Razzia in St. Georg – Hamburger Polizei im Klimaschutzeinsatz auf Drogenjagd

Polizei Hamburg - StreifenwagenPolizei Hamburg © ganz-hamburg.de

Razzia – Hamburger Polizei suchte Koks und anderen Drogen – Liberianer wurde dem Haftrichter vorgeführt

Wie wir wissen, fordern gerade Grüne und Linke Politiker aus Klimaschutzgründen vehement den Kohleausstieg. Das war für die Hamburger Polizei wohl eine gute Anregung für ihre tägliche Arbeit. Selbst gegen kleine Mengen Koks geht die Hamburger Polizei vor. Immerhin ist die ökologische Gesamtbilanz von Kokain nicht gerade lupenrein.

Diese Erfahrung mussten auch die Gäste am frühen Freitagmorgen in einem Lokal in Hamburg St. Georg machen. Im Rahmen einer Razzia stürmten sie das wohl polizeibekannte Lokal, da dort wiederholt Drogenverstöße festgestellt werden konnten.

Statt Start ins Wochenende führten Beamte des Polizeikommissariates 11 sowie des für die Bekämpfung des Frontdeals zuständigen Landeskriminalamts 68 mit einigen Kollegen eine Razzia durch. Dabei wurden 22 Personen in dem Lokal angetroffen. Bestimmt haben sich die Beamten dabei als humorlose Spielverderber geoutet, denn eine Polizei-Razzia ist zumeist ein Stimmungskiller der Klasse 1A.

Die Bilanz des Einsatzes

Knapp ein Fünftel der anwesenden Personen (fünf) wurde wegen des Verdachts des Verstoßes gegen aufenthaltsrechtliche Bestimmungen vorläufig festgenommen. Den weiteren Abend verbrachten sie auf dem Polizeikommissariat 11.

Rund 20% der anwesenden Personen (vier weitere) fielen durch Drogenverstöße auf.

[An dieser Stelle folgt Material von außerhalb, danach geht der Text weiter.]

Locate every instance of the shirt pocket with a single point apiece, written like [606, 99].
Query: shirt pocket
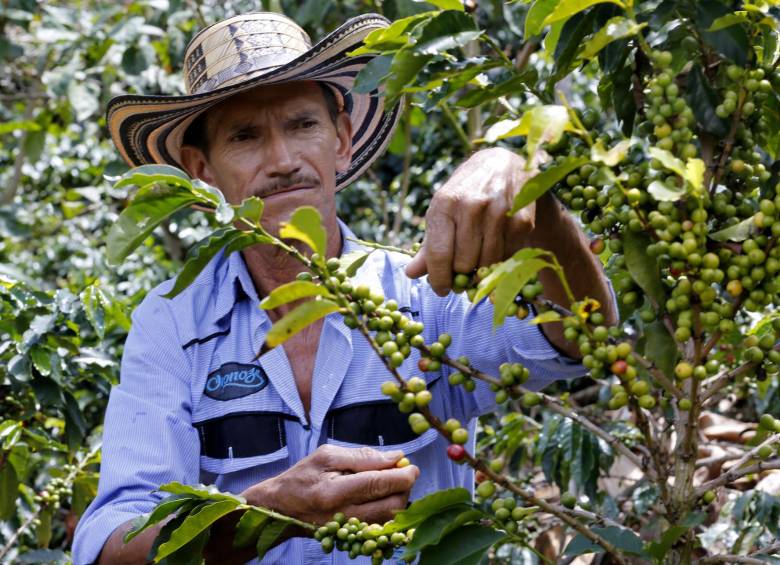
[242, 440]
[378, 424]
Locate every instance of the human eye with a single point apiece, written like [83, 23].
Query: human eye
[242, 135]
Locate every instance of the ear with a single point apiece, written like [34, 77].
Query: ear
[196, 163]
[344, 147]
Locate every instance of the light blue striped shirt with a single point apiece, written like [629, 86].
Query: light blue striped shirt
[194, 406]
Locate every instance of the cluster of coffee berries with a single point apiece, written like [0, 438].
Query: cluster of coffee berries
[508, 515]
[360, 538]
[668, 111]
[413, 396]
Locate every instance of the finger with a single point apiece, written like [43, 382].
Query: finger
[493, 238]
[359, 488]
[417, 267]
[468, 236]
[355, 460]
[439, 251]
[520, 225]
[378, 511]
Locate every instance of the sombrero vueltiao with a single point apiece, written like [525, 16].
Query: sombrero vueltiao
[241, 53]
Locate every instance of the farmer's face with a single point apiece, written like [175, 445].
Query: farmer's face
[276, 142]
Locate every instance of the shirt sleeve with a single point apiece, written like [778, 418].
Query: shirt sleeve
[516, 341]
[148, 438]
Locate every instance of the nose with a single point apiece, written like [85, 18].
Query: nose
[280, 159]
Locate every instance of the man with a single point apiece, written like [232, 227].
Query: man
[308, 432]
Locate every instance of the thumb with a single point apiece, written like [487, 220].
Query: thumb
[417, 267]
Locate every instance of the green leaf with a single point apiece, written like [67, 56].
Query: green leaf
[463, 546]
[422, 508]
[433, 528]
[194, 525]
[292, 291]
[509, 265]
[732, 41]
[43, 529]
[268, 536]
[665, 193]
[251, 209]
[93, 308]
[352, 261]
[511, 86]
[33, 145]
[306, 225]
[727, 21]
[567, 8]
[204, 492]
[9, 490]
[511, 283]
[660, 347]
[371, 76]
[540, 183]
[148, 174]
[83, 97]
[41, 358]
[622, 538]
[205, 250]
[546, 317]
[614, 155]
[406, 65]
[26, 125]
[540, 124]
[446, 31]
[694, 173]
[445, 4]
[703, 100]
[392, 37]
[616, 28]
[301, 317]
[153, 204]
[248, 528]
[534, 19]
[668, 160]
[738, 232]
[642, 267]
[165, 508]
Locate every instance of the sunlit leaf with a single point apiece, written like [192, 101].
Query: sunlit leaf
[643, 267]
[546, 317]
[151, 206]
[567, 8]
[301, 317]
[738, 232]
[617, 28]
[540, 183]
[292, 291]
[194, 525]
[249, 527]
[306, 225]
[612, 156]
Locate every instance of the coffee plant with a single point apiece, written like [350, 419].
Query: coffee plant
[658, 125]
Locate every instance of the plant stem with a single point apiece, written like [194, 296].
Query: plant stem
[405, 174]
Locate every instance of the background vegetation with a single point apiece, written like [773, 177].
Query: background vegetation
[65, 312]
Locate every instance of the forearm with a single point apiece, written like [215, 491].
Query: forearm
[559, 233]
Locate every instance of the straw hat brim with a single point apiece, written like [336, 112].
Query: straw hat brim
[149, 129]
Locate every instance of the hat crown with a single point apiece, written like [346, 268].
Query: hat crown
[241, 47]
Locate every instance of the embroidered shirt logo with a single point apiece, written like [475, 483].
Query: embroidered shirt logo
[234, 380]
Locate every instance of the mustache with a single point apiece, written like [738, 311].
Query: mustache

Gegen sie wurden entsprechende Ermittlungsverfahren eingeleitet. Für drei der vier Personen war der Abend gelaufen, sie wurden ebenfalls zunächst auch dem Polizeikommissariat 11 zugeführt.

Bekanntschaft mit dem Haftrichter machte ein  22-jähriger Liberianer. Hier hatten die Drogenfahnder den Verdacht des gewerbsmäßigen Handelns mit Betäubungsmitteln.

Alle übrigen Personen wurden mangels Haftgründen nach Abschluss der polizeilichen Maßnahmen wieder entlassen. Ob ihnen nach „ins Wochenende feiern“ noch zumute war, ist der Redaktion nicht bekannt.

Insgesamt stellten die Beamten geringe Mengen Marihuana, 18 Kugeln Kokain sowie 1.425 Euro mutmaßliches Dealgeld sicher.